Shoah (1985)

Dir. Claude Lanzmann.

Zeva Postic edited Shoah, and it’s a heroic job. Not simply because there was so much to go through, and not simply because there was so much to finally get on the screen. It’s because she highlights the strands of Lanzmann’s inquiry so cleanly, an absolute necessity for a film with this one’s weight. The movie begins with Chelmno, and with the two survivors of Chelmno, Simon Srebnik and Mordechai Podchlebnik. Srebnik sings a song while someone pushes him along on a flat-bottomed boat. Though he is near fifty, he has a good voice, melodious especially in the last part of a phrase. We find out that he was something of a camp favorite among the Nazis, and instantly recognizable among the Polish villagers nearby, because of that pleasant singing voice. At the time of filming, Srebnik had moved to Israel; he has returned to Chelmno to be interviewed, and to see the place again where people were murdered in the gas vans, and to mingle with the villagers who recall him decades on. Lanzmann’s instinct is to place people, as far as he is able, in the positions they were in during the Holocaust. He wants Srebnik to sing on the boat. He wants a barber who cut women’s hair at Treblinka to cut hair while he recounts a story. He wants a train operator who brought people to Treblinka to drive the train again. None of this is cathartic. It’s not supposed to be cathartic, because catharsis is for the comprehensible.

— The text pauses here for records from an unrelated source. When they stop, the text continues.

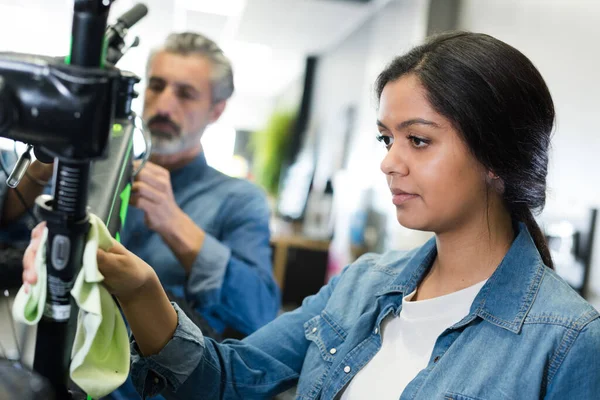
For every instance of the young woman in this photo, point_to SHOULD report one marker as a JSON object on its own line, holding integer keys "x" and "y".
{"x": 476, "y": 313}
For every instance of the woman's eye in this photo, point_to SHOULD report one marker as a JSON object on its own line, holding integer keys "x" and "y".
{"x": 386, "y": 140}
{"x": 418, "y": 142}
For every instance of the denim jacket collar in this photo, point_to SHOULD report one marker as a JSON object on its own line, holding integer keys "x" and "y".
{"x": 508, "y": 294}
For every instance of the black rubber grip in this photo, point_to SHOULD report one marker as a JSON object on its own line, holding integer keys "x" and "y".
{"x": 133, "y": 16}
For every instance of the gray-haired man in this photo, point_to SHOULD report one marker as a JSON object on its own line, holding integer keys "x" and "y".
{"x": 205, "y": 234}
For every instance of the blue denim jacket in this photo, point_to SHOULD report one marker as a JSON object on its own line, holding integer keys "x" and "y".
{"x": 528, "y": 336}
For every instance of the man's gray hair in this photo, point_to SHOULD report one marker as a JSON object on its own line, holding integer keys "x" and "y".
{"x": 190, "y": 43}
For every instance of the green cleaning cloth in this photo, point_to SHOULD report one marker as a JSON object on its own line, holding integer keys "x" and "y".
{"x": 100, "y": 355}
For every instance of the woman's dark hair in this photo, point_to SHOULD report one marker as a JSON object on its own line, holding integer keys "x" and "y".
{"x": 499, "y": 103}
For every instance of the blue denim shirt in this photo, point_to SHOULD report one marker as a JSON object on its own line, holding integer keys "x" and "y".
{"x": 528, "y": 336}
{"x": 231, "y": 282}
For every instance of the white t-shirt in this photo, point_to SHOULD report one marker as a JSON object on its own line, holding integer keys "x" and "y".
{"x": 407, "y": 343}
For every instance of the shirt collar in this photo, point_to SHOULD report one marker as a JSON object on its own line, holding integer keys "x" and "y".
{"x": 196, "y": 167}
{"x": 507, "y": 296}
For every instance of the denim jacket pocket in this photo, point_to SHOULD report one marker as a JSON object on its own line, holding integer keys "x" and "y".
{"x": 458, "y": 396}
{"x": 323, "y": 331}
{"x": 325, "y": 337}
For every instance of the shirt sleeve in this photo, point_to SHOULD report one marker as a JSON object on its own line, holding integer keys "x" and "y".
{"x": 191, "y": 366}
{"x": 575, "y": 369}
{"x": 232, "y": 277}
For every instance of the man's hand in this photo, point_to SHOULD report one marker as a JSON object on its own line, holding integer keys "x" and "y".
{"x": 152, "y": 193}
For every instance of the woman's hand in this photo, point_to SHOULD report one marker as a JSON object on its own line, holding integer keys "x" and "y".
{"x": 124, "y": 273}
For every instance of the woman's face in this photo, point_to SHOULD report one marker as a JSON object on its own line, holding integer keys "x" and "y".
{"x": 436, "y": 183}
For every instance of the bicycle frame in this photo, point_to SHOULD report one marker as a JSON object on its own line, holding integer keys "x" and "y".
{"x": 70, "y": 110}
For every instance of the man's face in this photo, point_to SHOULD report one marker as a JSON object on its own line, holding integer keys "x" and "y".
{"x": 178, "y": 103}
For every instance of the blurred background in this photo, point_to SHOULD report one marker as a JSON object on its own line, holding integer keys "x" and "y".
{"x": 302, "y": 120}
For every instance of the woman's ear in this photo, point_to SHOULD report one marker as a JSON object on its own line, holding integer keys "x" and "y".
{"x": 495, "y": 182}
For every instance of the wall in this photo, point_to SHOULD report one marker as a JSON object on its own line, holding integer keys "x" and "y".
{"x": 561, "y": 38}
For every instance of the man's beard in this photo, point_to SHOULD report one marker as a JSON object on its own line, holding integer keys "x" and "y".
{"x": 164, "y": 143}
{"x": 167, "y": 145}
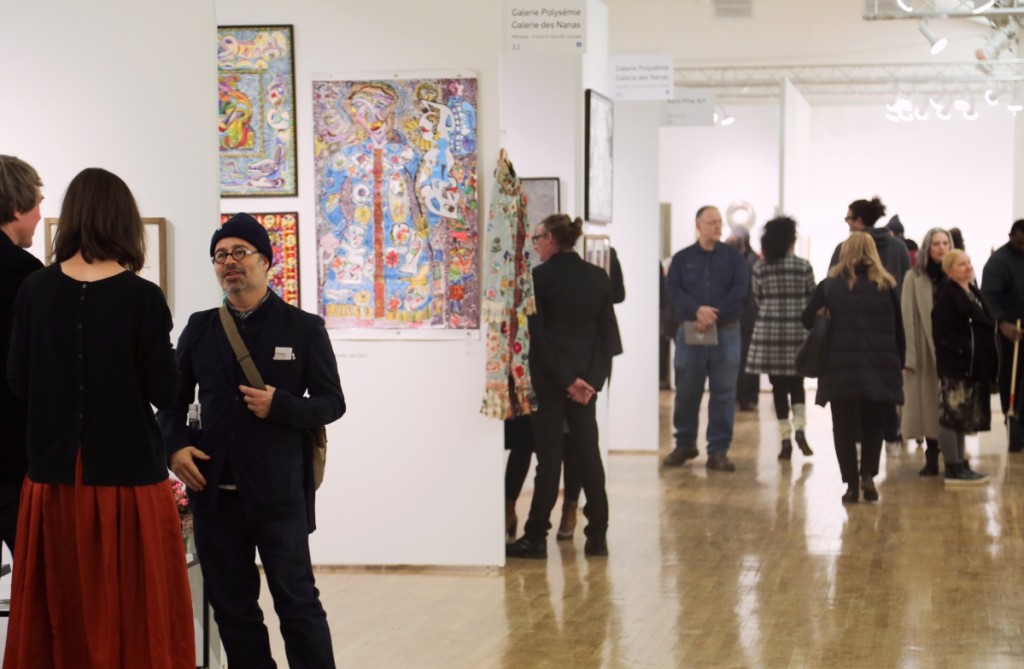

Multiple times in the early going someone talks about the absurdity of the Holocaust, in the sense that it is impossible for someone to appreciate even if they were there. It pile drives the senses. Some people will say that they could get used to it; more say that it was impossible to get used to. The train conductor, Henryk Gawkowski, implies that alcoholism was the only way an engine driver could cope with what they were doing. (Unsurprisingly, Gawkowski is the most haunted person Lanzmann fits into Shoah; he was not put upon enough to be a victim, certainly not in proportion to the victimhood others bore, he knows that there is no penance he can do which will earn him forgiveness, and he is complicit in this genocide.) Later on, two survivors of the Warsaw ghetto—survivors because they were on missions for the local Jewish resistance at the time of the uprising—describe how unreal it seemed to watch life in Warsaw continue normally while the ghetto atrophied. Fair enough, but this is after Jan Karski recalls his two visits to the Warsaw ghetto he made in preparation to ask for aid from international governments, and even in the late ’70s, you can tell how deeply shaken he is by what he perceived as the unreality of the ghetto. He recalls children playing a game with some rags, but it wasn’t really playing, Karski says, it was like some strange simulacrum of a game. There was a woman trying to feed a baby from a non-existent breast.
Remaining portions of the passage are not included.